Almost immediately, Friday’s phone started to ring off the hook with interview requests from news outlets ranging from the Des Moines Register to the New York Times. His story was picked by KCCI, the Boston Globe, Iowa Public Radio, Columbia Journalism Review, Entrepreneur Magazine, Forbes and was the No. 1 story on Reddit. His termination also made headlines in Denmark, Russia, Japan and Australia.
In 2017, Friday’s “Profit” cartoon also became a conversation piece about corporate control in Elizabeth Warren’s latest book, “This Fight Is Our Fight: The Battle to Save America’s Middle Class,” and is used as a lesson on free speech, human rights and freedom of the press in more than 200 South American schools.
Overnight, Friday became known as the Iowa Cartoonist Farmer and an unintentional martyr for free speech rights.
“For 60 days, I was the most famous cartoonist in the world,” said Friday.
Feeling pressured by global scrutiny, Farm News eventually made good with Friday and after two months, hired him back.
Free speech
As keyboard warriors take to social media in protest over opposing viewpoints over kneeling and Nikes, Friday was asked how he feels about utilizing his position in the press and on social media to promote personal opinions.
“If it’s something you truly believe in ...” said Friday.
However, his intention was never to create a worldwide stink. He said he was just calling it like he, and many other farmers, see it.

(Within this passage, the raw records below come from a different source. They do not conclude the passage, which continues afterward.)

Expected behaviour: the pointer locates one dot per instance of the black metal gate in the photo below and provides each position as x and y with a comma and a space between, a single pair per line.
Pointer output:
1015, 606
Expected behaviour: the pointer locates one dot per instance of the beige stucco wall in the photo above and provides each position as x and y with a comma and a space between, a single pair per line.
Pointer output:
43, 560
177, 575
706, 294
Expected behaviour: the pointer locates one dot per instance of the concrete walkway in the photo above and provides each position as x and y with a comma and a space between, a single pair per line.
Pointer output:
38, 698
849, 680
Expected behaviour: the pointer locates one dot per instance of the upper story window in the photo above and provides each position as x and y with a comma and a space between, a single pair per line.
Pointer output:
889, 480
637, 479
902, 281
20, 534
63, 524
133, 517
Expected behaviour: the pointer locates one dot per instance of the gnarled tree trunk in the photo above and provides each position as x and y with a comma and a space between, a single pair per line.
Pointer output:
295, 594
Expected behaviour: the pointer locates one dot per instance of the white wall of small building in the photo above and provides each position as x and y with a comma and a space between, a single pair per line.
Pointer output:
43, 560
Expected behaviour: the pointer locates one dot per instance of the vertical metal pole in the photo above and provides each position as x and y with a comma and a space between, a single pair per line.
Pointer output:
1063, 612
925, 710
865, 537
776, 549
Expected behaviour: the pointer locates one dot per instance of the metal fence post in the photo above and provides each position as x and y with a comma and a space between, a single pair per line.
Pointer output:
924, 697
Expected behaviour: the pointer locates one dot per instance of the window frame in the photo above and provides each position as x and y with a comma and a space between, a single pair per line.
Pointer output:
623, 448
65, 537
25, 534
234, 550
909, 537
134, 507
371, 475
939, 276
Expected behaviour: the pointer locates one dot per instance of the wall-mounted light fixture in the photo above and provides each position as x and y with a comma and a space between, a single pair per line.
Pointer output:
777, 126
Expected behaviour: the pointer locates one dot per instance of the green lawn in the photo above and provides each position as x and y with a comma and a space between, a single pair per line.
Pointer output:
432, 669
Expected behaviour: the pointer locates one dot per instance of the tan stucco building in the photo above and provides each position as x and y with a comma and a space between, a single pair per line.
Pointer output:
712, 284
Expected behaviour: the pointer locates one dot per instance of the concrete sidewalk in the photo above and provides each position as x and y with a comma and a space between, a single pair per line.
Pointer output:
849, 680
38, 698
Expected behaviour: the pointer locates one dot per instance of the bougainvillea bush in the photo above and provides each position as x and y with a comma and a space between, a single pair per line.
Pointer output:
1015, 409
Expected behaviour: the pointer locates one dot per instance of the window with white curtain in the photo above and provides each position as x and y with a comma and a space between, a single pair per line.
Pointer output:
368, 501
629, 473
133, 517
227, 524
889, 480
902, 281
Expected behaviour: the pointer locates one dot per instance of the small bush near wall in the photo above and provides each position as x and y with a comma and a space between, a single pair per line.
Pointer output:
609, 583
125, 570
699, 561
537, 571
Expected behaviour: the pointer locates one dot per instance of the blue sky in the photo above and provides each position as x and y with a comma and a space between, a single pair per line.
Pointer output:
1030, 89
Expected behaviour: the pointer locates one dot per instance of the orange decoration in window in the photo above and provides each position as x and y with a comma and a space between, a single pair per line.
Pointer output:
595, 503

Friday’s cartoons reflect his real-life observations and he said he tries to stay neutral when it comes to politics.
Friday, who grew up drawing on anything and everything, including his toy box, draws inspiration from life – particularly from his work as a cattleman, farmer and from national headlines.
“My job, I feel, is not to offer my opinion,” said Friday. “My job is to create thought.”